Session security is further enhanced because a full VPN is not necessary. Rather than allowing many kinds of traffic to traverse a full VPN, this technology inherently only permits communications to and from the virtual desktop. As a result, network security is maximized yet simplified.
In addition, when the user types in data fields, such as a list of patient prescription medications, the text is processed by the application housed within the data center, and the data stream traversing to the user device is presented on the screen as a series of bitmap updates. This not only provides additional security but also minimizes the amount of data that is transferred.
With virtual desktop technology, no patient data is maintained on the user device; thus, there is no worry of data theft if the device is lost or stolen. When the medical expert accesses radiographs, medical history, or other information, it is done within the confines of the virtual desktop infrastructure, with no dependence on the local device. For example, if a physician realizes that her laptop was stolen during a robbery, there is no concern that any patient data has been compromised.

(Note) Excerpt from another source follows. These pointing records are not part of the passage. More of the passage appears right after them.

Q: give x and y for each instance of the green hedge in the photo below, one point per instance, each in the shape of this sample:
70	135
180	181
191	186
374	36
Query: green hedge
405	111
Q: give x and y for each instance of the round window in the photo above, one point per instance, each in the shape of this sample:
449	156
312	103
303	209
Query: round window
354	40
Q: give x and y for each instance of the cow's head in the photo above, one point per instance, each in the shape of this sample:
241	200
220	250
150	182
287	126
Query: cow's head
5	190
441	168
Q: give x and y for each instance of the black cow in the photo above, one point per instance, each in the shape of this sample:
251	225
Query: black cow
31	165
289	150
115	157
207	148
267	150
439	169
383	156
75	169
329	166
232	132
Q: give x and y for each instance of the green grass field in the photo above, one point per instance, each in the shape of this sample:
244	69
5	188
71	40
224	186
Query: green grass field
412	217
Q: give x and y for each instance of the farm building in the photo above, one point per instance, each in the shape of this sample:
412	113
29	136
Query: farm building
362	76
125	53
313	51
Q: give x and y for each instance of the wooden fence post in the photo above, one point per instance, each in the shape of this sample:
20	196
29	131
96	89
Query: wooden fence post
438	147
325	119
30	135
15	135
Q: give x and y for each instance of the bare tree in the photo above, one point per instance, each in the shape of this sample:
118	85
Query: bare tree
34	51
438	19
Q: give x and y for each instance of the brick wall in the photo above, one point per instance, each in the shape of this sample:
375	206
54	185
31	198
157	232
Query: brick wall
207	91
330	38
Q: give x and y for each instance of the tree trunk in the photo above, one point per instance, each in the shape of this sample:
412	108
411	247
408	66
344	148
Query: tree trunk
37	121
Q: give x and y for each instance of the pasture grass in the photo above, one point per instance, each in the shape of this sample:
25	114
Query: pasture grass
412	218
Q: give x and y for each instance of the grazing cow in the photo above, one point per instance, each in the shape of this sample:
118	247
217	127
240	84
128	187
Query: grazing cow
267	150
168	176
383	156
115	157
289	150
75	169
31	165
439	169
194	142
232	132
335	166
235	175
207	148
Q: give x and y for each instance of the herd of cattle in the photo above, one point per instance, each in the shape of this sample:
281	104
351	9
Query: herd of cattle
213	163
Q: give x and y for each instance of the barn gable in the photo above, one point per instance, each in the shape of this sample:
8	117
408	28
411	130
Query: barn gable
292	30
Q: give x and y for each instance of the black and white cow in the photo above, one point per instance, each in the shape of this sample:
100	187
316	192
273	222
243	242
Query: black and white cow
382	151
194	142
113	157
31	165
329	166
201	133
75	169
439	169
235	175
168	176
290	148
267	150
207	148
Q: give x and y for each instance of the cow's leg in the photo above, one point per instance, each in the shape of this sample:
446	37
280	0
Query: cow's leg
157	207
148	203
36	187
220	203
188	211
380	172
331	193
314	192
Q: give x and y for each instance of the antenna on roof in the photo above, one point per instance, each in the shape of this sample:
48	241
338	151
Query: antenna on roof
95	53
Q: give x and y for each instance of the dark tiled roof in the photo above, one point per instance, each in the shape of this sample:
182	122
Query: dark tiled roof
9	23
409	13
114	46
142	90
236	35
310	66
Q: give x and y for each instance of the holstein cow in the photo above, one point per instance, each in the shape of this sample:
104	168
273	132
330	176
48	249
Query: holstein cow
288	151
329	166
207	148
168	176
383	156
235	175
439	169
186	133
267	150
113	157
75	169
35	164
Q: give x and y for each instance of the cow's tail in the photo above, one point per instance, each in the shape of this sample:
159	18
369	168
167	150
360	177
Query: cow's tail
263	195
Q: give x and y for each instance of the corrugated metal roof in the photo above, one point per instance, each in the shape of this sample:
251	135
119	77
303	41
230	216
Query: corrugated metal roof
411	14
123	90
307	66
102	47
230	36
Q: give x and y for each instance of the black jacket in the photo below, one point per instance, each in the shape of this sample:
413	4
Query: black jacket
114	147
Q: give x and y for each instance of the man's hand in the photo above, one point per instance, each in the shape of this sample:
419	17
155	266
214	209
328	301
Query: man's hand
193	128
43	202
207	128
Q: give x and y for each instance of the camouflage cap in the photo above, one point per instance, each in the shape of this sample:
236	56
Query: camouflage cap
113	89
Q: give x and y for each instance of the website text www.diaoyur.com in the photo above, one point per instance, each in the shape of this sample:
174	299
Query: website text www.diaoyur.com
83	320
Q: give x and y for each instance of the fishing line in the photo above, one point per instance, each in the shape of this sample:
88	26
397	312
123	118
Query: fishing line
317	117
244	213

Further, because no patient data is maintained on the local device, there are no concerns about backing up the files and potentially restoring them at a later date. Because all data is maintained centrally—whether in the cloud or a corporate data center—backups are performed as a standard practice, and users do not need to take any action.
Another benefit of not maintaining patient data on the local device is more efficient anti-virus protection. Sometimes users and internal IT staff are lax about maintaining anti-virus updates on local devices. Because virtual desktop technology is administered centrally, maintenance of anti-virus on the virtual desktop and related technology components is more efficient.